Documento entregue à CPI da Covid mostra que o governo federal deixou de comprar mais vacinas do consórcio da OMS, mesmo sabendo que haveria reembolso em caso de desistência.
Um documento entregue à CPI da Covid mostra que o governo federal deixou de comprar mais vacinas do consórcio da OMS, o Covax, mesmo sabendo que haveria reembolso em caso de desistência.
O Brasil fechou contrato com o consórcio internacional Covax Facility em setembro do ano passado. Tinha duas opções de compra: 42 milhões de doses, que são suficientes para vacinar 10% da população, ou doses para 50% da população. O governo escolheu a opção com oferta menor.
O contrato foi tema dos depoimentos do ex-ministro das Relações Exteriores Ernesto Araújo e do ex-ministro da Saúde Eduardo Pazuello, responsável pela compra. Pazuello disse que escolheu o pacote menor para não comprometer recursos federais, já que o pagamento foi feito antes da entrega das vacinas.
Mas um novo documento entregue à CPI e que a TV Globo teve acesso mostra que o argumento é falho. A informação está em uma correspondência trocada entre o Itamaraty e a embaixada do Brasil na ONU e revela que, em julho do ano passado, a Aliança Mundial para Vacinas e Imunização, a Gavi, informou ao governo brasileiro que o país seria ressarcido caso desistisse de comprar as vacinas do consórcio.

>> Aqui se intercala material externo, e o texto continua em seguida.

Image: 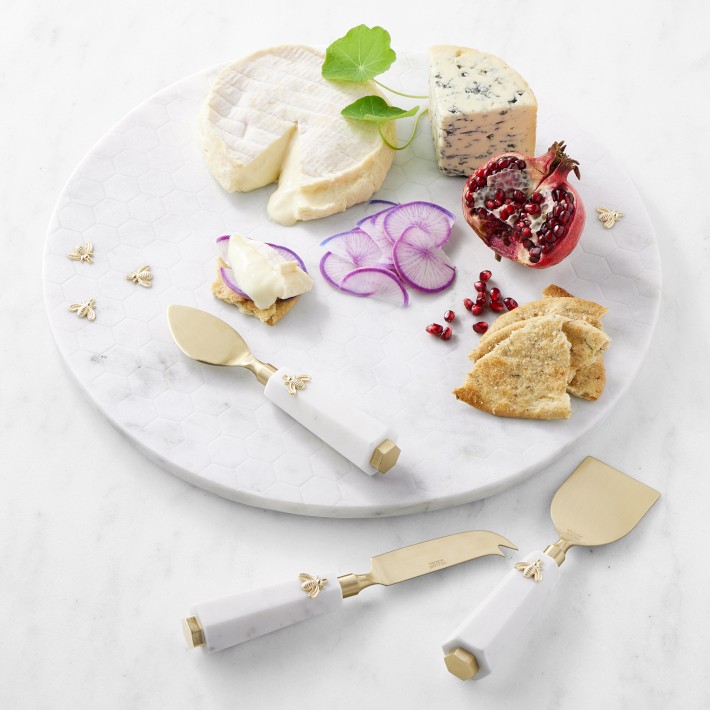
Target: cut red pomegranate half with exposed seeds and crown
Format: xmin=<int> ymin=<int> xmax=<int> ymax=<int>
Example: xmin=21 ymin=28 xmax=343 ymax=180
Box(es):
xmin=462 ymin=141 xmax=585 ymax=269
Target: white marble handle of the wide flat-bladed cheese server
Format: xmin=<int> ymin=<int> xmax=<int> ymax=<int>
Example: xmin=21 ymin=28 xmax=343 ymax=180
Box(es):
xmin=443 ymin=551 xmax=560 ymax=680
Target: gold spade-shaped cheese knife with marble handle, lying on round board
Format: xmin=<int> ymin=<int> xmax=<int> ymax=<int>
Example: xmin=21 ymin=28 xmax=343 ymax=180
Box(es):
xmin=168 ymin=305 xmax=400 ymax=476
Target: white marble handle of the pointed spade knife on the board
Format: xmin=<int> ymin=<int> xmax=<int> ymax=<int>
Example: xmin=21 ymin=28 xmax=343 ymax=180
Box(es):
xmin=264 ymin=368 xmax=399 ymax=476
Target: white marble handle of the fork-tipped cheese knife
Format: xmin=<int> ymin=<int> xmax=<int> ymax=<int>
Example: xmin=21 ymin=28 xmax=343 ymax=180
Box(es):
xmin=183 ymin=575 xmax=343 ymax=653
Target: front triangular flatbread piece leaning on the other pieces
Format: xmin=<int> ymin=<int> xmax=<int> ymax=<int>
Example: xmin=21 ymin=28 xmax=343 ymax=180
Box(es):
xmin=454 ymin=311 xmax=571 ymax=419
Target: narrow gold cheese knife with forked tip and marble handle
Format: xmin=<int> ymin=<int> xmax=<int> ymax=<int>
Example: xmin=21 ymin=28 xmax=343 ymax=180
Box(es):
xmin=183 ymin=530 xmax=517 ymax=653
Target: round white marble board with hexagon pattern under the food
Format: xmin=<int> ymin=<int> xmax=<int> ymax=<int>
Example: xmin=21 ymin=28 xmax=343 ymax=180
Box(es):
xmin=44 ymin=55 xmax=661 ymax=517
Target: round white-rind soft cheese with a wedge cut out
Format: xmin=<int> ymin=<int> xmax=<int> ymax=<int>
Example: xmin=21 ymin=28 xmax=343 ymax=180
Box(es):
xmin=199 ymin=45 xmax=396 ymax=225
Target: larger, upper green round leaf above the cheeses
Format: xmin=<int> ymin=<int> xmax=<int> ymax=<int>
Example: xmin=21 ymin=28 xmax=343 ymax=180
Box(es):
xmin=321 ymin=25 xmax=397 ymax=81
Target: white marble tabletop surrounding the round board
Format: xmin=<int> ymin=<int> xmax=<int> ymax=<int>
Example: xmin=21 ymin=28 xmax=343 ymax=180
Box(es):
xmin=0 ymin=0 xmax=710 ymax=709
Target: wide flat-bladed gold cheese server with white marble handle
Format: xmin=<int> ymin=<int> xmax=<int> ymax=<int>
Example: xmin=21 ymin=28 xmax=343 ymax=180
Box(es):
xmin=443 ymin=456 xmax=660 ymax=680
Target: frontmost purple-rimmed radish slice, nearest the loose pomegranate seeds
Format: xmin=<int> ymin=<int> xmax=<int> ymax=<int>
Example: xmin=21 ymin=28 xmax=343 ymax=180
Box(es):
xmin=392 ymin=227 xmax=456 ymax=293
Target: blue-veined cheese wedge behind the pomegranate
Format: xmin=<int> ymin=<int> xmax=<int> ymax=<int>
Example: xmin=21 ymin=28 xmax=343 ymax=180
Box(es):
xmin=429 ymin=46 xmax=537 ymax=175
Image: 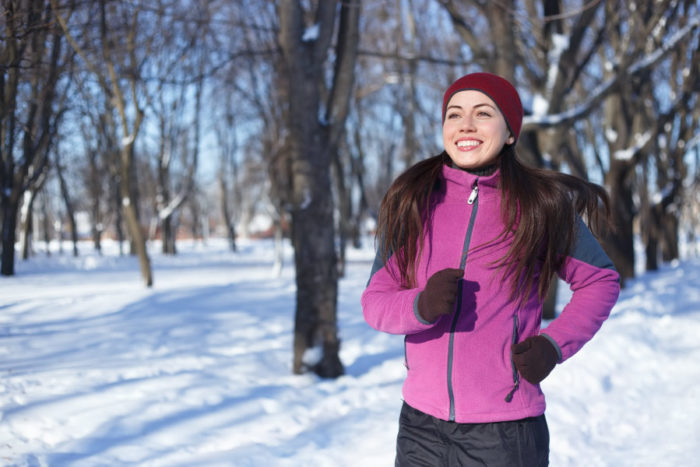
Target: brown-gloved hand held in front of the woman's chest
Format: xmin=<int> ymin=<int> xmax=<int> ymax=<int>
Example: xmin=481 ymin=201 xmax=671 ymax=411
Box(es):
xmin=418 ymin=268 xmax=464 ymax=323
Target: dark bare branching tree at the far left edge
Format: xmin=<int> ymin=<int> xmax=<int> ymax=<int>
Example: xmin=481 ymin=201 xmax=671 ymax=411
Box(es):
xmin=0 ymin=0 xmax=65 ymax=276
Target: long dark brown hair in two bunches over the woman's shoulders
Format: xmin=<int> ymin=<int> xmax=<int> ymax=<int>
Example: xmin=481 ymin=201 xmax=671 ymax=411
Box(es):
xmin=377 ymin=145 xmax=610 ymax=302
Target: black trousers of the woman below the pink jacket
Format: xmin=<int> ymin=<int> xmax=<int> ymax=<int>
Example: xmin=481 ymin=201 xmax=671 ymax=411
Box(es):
xmin=396 ymin=403 xmax=549 ymax=467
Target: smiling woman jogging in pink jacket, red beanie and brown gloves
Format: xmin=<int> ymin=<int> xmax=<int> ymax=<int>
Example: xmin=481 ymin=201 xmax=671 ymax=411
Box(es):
xmin=362 ymin=73 xmax=619 ymax=466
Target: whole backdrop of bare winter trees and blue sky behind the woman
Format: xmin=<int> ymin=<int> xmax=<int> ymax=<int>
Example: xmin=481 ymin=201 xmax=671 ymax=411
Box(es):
xmin=0 ymin=0 xmax=700 ymax=376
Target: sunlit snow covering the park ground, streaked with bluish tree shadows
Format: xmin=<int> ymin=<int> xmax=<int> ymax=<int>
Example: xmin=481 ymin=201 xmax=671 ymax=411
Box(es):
xmin=0 ymin=239 xmax=700 ymax=467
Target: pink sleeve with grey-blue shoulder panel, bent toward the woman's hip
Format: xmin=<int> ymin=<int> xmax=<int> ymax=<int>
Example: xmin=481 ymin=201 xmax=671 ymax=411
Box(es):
xmin=541 ymin=219 xmax=620 ymax=362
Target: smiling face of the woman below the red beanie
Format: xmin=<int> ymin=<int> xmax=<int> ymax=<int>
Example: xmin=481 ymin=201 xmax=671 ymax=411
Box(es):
xmin=442 ymin=90 xmax=515 ymax=169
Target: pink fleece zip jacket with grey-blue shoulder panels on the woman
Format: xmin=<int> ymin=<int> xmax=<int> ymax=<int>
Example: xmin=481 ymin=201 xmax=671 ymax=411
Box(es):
xmin=362 ymin=166 xmax=620 ymax=423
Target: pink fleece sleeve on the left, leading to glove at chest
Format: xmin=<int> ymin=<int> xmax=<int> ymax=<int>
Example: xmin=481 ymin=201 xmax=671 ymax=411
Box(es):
xmin=361 ymin=253 xmax=433 ymax=334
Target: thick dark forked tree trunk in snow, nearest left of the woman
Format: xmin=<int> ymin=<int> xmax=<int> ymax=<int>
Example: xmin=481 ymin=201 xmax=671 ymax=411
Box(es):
xmin=278 ymin=1 xmax=360 ymax=377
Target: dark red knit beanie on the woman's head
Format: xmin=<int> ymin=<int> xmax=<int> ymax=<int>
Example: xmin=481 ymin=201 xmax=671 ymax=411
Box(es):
xmin=442 ymin=73 xmax=523 ymax=141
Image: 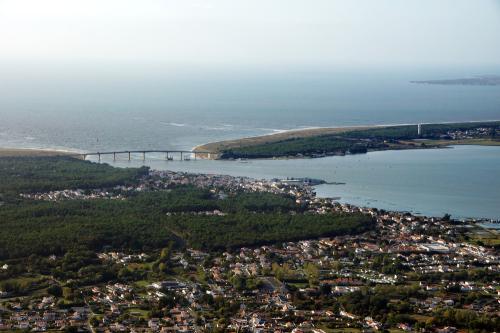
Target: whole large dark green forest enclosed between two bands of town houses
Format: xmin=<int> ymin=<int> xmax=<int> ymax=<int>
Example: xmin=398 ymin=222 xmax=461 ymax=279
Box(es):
xmin=0 ymin=187 xmax=372 ymax=258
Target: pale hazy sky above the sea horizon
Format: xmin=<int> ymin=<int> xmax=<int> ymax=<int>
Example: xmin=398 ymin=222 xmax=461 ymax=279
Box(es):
xmin=0 ymin=0 xmax=500 ymax=67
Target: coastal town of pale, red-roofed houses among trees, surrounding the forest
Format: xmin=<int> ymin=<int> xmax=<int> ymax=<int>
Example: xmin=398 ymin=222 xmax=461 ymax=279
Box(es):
xmin=0 ymin=170 xmax=500 ymax=333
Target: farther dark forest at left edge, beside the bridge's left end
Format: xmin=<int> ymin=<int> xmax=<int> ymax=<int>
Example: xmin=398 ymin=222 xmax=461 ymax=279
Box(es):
xmin=0 ymin=157 xmax=148 ymax=199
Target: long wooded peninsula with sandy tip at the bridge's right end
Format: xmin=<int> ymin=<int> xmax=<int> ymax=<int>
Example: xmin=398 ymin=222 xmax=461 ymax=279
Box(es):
xmin=194 ymin=121 xmax=500 ymax=159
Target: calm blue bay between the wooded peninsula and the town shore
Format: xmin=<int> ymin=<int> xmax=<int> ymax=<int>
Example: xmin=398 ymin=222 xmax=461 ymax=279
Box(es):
xmin=92 ymin=146 xmax=500 ymax=219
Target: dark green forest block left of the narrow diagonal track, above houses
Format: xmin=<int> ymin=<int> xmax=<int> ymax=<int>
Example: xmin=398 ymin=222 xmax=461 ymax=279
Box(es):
xmin=0 ymin=200 xmax=179 ymax=258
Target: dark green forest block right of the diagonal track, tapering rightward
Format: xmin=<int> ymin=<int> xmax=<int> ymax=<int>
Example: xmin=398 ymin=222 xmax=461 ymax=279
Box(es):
xmin=170 ymin=212 xmax=374 ymax=250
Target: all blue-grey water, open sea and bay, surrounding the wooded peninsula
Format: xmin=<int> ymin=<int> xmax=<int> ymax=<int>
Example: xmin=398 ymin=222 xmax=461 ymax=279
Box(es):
xmin=0 ymin=68 xmax=500 ymax=218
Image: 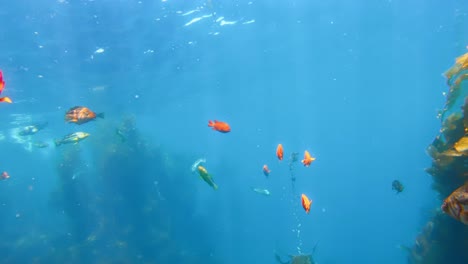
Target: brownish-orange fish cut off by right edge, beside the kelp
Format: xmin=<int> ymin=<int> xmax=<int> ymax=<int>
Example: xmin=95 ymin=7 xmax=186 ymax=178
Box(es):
xmin=441 ymin=183 xmax=468 ymax=225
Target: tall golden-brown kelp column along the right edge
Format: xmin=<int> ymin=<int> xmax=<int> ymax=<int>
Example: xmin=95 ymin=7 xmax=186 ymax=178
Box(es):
xmin=408 ymin=53 xmax=468 ymax=264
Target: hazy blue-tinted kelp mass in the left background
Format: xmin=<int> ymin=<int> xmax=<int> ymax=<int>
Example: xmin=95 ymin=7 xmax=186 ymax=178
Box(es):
xmin=0 ymin=117 xmax=221 ymax=264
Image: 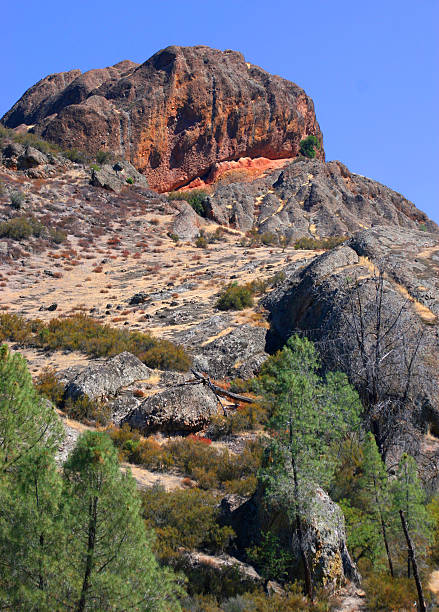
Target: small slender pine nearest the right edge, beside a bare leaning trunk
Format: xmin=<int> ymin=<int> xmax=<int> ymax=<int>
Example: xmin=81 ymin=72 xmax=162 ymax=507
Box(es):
xmin=392 ymin=453 xmax=432 ymax=578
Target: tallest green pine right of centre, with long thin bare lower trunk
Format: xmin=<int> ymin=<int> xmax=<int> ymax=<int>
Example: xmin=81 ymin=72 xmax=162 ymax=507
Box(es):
xmin=260 ymin=337 xmax=360 ymax=596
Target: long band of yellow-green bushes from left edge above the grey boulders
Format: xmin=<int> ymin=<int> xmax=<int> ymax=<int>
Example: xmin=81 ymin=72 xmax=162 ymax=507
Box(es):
xmin=0 ymin=313 xmax=191 ymax=371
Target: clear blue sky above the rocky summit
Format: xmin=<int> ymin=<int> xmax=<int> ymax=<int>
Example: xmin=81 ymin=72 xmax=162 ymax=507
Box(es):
xmin=0 ymin=0 xmax=439 ymax=222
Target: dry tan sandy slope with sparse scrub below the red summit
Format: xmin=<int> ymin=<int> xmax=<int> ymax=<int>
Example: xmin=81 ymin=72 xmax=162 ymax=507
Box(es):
xmin=0 ymin=160 xmax=315 ymax=373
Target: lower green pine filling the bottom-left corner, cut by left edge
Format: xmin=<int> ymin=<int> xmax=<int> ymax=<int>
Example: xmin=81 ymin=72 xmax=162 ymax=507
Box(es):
xmin=0 ymin=448 xmax=65 ymax=612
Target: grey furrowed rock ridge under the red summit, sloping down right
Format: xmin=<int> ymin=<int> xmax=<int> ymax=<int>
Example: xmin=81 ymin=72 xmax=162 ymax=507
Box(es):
xmin=206 ymin=159 xmax=439 ymax=242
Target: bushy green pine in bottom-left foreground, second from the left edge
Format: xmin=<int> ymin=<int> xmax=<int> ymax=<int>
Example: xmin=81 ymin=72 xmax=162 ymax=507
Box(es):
xmin=58 ymin=432 xmax=181 ymax=612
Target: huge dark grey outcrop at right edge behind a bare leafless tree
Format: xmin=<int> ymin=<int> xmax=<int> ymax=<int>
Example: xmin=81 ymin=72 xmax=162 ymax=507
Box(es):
xmin=263 ymin=227 xmax=439 ymax=454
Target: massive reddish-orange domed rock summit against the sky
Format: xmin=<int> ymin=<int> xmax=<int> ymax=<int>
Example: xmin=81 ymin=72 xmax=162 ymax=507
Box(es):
xmin=2 ymin=46 xmax=324 ymax=191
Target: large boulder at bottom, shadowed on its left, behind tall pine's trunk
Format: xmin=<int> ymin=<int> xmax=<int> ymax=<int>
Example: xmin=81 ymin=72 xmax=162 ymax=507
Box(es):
xmin=221 ymin=479 xmax=360 ymax=590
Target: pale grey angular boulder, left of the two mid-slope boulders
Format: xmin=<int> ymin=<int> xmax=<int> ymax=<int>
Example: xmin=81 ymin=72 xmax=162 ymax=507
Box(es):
xmin=64 ymin=351 xmax=152 ymax=400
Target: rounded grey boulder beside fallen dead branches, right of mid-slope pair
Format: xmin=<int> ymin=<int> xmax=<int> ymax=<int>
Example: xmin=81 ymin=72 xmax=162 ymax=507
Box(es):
xmin=121 ymin=385 xmax=217 ymax=433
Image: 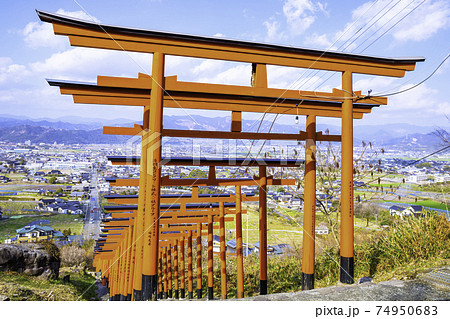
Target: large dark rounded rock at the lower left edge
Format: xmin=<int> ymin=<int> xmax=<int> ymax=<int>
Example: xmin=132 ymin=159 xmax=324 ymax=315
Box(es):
xmin=0 ymin=243 xmax=60 ymax=278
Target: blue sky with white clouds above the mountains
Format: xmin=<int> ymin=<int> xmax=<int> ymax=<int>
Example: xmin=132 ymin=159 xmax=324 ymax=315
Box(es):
xmin=0 ymin=0 xmax=450 ymax=127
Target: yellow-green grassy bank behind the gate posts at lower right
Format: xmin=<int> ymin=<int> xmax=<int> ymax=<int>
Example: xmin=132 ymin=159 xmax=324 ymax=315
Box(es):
xmin=202 ymin=215 xmax=450 ymax=298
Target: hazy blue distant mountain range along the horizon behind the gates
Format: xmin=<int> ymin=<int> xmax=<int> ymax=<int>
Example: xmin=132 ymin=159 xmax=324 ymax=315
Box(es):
xmin=0 ymin=115 xmax=441 ymax=148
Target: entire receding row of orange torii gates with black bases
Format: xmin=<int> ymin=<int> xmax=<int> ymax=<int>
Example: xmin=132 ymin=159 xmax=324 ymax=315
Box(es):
xmin=37 ymin=11 xmax=424 ymax=300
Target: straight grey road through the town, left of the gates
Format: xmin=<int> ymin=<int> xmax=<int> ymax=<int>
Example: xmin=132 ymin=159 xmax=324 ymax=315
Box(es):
xmin=83 ymin=164 xmax=102 ymax=239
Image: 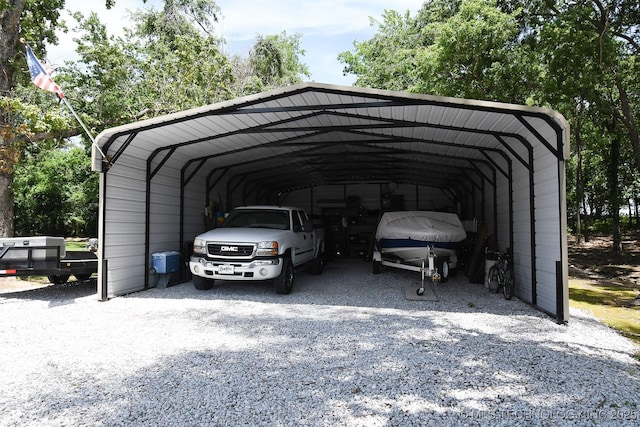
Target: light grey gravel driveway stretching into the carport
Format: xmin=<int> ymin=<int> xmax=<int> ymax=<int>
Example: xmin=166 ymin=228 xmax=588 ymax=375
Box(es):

No documento, os diplomatas brasileiros disseram: “No pior cenário possível, em que não se chegue à vacina em prazo razoável, ou caso os países decidam retirar seus recursos para investir em outras soluções, a Gavi informou que seria possível, a princípio, haver a devolução do montante, após o pagamento de valores reservados”.
Mesmo assim, segundo os documentos, o Brasil optou por encomendar a quantidade mínima prevista pelo consórcio.
Os senadores da CPI consideram que agora ficou claro que o governo tomou a decisão de comprar o menor pacote do Covax Facility mesmo sabendo que receberia o dinheiro de volta se fosse necessário. E somam a isso, o fato de o governo ter demorado meses para comprar as vacinas da Pfizer e do Butantan. Especialistas apontam que a falta de vacinas é uma das causas do fracasso do país no enfrentamento à pandemia.
Outros documentos do Itamaraty enviados à CPI e obtidos pela TV Globo mostram desgaste da imagem do governo brasileiro diante de países considerados aliados do governo Bolsonaro, como Israel.
Um telegrama do diplomata brasileiro Paulo César Meira de Vasconcelos, na época embaixador do Brasil em Israel, revela que apesar do apoio público de Israel ao governo Bolsonaro, o primeiro-ministro Benjamin Netanyahu disse a autoridades brasileiras, em dezembro de 2019, que o presidente Jair Bolsonaro corria risco real de ser investigado por genocídio de povos indígenas e ser responsabilizado internacionalmente por omissão na proteção da Amazônia. Na época, a política ambiental brasileira era alvo de críticas em todo o planeta por causa do recorde de incêndios na Amazônia.
No documento o então embaixador brasileiro escreveu que “parece-me seguro afirmar que pelo menos parte das autoridades locais, inclusive o primeiro-ministro, acreditam que o governo brasileiro poderia vir a ser responsabilizado internacionalmente no futuro por omissão na proteção da Amazônia e até mesmo por crimes internacionais no que se refere à proteção de povos indígenas”.
No encontro com autoridade brasileira, o primeiro-ministro israelense também deixou claro que gostaria de contar com firme apoio brasileiro a seus pleitos no Tribunal Penal Internacional “uma vez que há risco real de que o presidente Bolsonaro venha a ser investigado naquele tribunal por genocídio de povos indígenas”.